En van de volgende problemen is het onzeker of het nieuwe beleid positief
uitwerkt (dus het probleem oplost) of juist negatief (dus het probleem
instandhoudt of versterkt):

  • gebrek aan keuzevrijheid voor ouders
  • gebrekkige afstemming tussen basisonderwijs en voortgezet onderwijs
  • verkokering en belasting van scholen door het bestaan van verschillende beleidsprogramma’s met eigen structuren
  • wachtlijsten voor het speciaal onderwijs
  • te weinig keuzemogelijkheden in zorgaanbod, te weinig differentiatie

Is deze relatie tussen probleemdefinitie, beleidsdoel en instrumenten weer te geven in de vorm van een causale keten?
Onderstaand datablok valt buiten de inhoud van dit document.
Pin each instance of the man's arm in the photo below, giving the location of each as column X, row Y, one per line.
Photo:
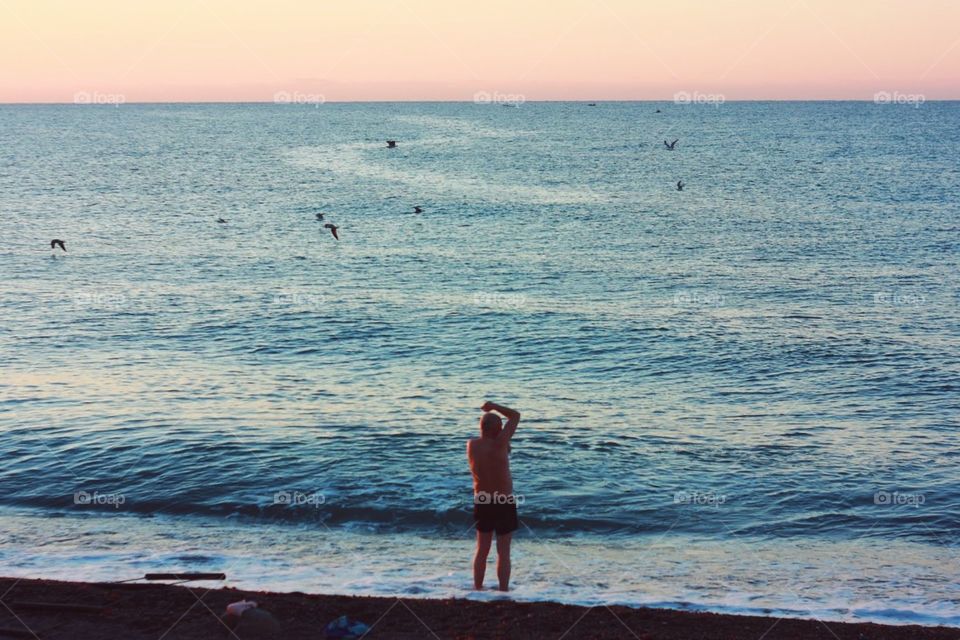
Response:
column 512, row 416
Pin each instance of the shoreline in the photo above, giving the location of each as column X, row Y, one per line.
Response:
column 136, row 611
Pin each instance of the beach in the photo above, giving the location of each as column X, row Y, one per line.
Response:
column 152, row 611
column 738, row 398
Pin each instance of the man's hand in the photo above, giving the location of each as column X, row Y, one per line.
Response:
column 513, row 419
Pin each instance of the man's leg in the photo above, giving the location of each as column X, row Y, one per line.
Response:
column 484, row 538
column 503, row 560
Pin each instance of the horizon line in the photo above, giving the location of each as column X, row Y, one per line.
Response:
column 479, row 104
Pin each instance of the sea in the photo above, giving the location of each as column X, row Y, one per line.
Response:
column 742, row 396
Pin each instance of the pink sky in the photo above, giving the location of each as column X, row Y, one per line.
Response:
column 231, row 50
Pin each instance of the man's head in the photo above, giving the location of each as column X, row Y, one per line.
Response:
column 490, row 425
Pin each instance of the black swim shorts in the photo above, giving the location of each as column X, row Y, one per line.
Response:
column 501, row 518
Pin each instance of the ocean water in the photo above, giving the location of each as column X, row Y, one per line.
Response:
column 738, row 397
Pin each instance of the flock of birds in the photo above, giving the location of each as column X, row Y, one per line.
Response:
column 391, row 144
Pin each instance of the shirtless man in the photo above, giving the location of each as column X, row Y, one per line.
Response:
column 494, row 506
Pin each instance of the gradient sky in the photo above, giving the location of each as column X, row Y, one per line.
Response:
column 235, row 50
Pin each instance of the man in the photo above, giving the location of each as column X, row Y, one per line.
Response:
column 494, row 506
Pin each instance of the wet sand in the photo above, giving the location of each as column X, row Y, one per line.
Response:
column 155, row 611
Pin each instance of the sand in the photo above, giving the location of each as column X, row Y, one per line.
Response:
column 155, row 611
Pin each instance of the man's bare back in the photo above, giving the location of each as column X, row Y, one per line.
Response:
column 490, row 466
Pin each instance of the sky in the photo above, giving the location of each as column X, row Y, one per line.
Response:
column 320, row 50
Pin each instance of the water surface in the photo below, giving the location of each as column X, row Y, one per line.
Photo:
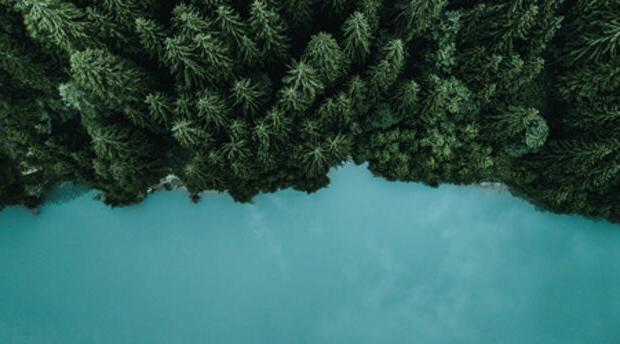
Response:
column 363, row 261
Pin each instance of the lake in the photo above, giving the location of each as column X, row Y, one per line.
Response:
column 362, row 261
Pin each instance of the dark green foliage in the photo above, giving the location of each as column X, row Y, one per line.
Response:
column 253, row 96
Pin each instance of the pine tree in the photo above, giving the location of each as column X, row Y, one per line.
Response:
column 269, row 31
column 357, row 37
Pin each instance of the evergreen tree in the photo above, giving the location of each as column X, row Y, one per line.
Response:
column 249, row 97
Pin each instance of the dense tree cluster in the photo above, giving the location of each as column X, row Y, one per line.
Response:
column 250, row 96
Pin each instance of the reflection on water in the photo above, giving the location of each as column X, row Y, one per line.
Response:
column 364, row 261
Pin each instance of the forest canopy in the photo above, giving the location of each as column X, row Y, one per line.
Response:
column 251, row 96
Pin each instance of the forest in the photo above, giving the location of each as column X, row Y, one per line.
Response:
column 252, row 96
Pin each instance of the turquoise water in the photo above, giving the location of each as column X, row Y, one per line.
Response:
column 363, row 261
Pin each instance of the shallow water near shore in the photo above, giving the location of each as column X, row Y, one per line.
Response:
column 363, row 261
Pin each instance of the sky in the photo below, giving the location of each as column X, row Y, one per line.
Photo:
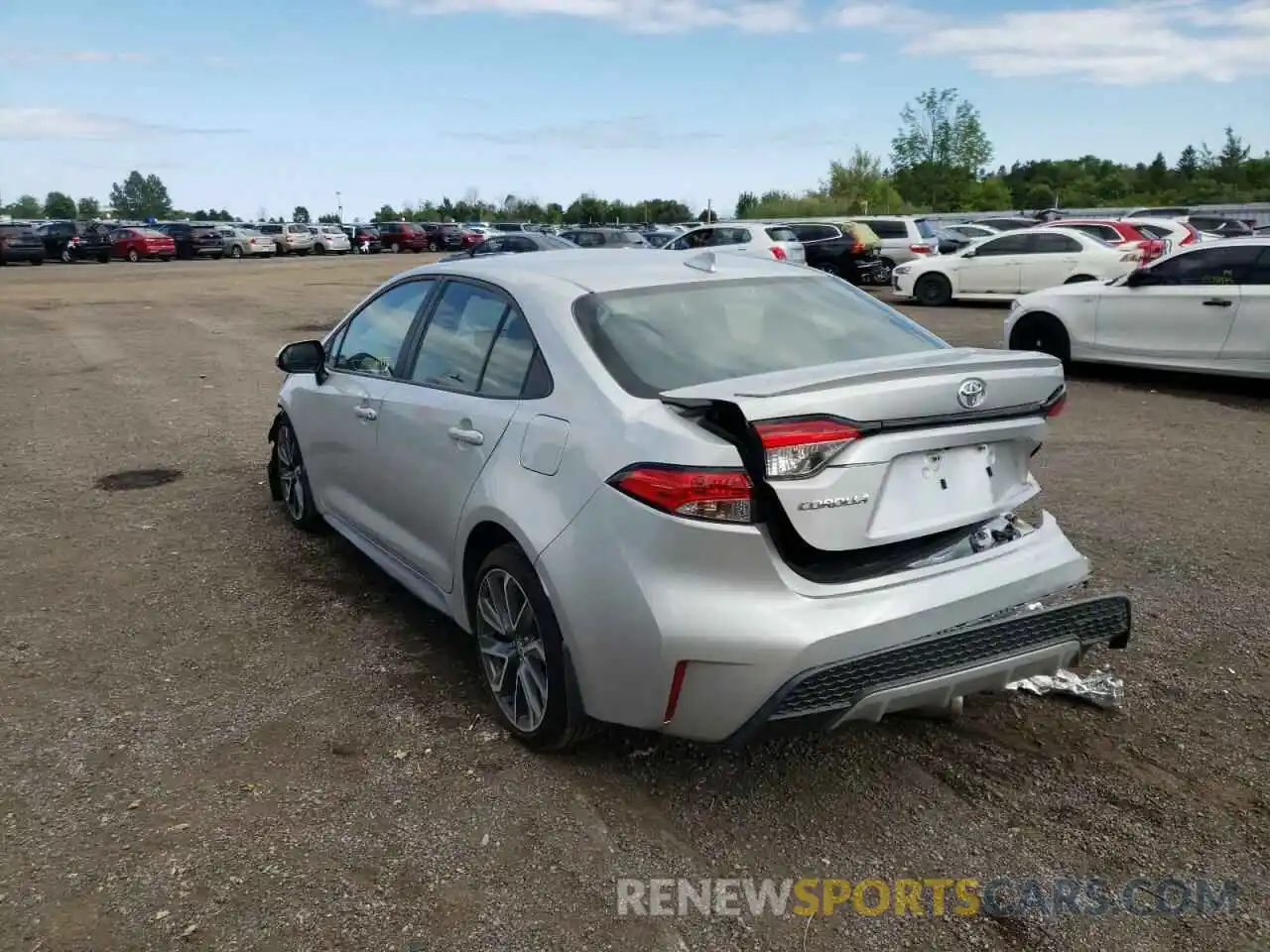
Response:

Met weergave in een causale keten wordt bedoeld dat het mogelijk is om de relaties de vorm te geven van ‘als-dan’ uitspraken en deze in logische middel-doel en oorzaak-gevolg reeksen te plaatsen. Voor de relatie tussen de beleidsdoelen en de beleidsinstrumenten bleek dit goed mogelijk, zij het dat het wel resulteerde in een vrij complex geheel, doordat de verwachte beleidseffecten van heel verschillende aard zijn. Voor de relatie tussen de probleemdefinitie en de beleidsdoelen en –instrumenten bleek dit problematisch vanwege het hierboven vermelde complexe karakter van de probleemdefinitie en de onzekerheid of het
nieuwe beleid tot oplossing van (een aantal) problemen zal leiden. Om deze reden is de probleemdefinitie niet in de weergave van de causale ketens opgenomen.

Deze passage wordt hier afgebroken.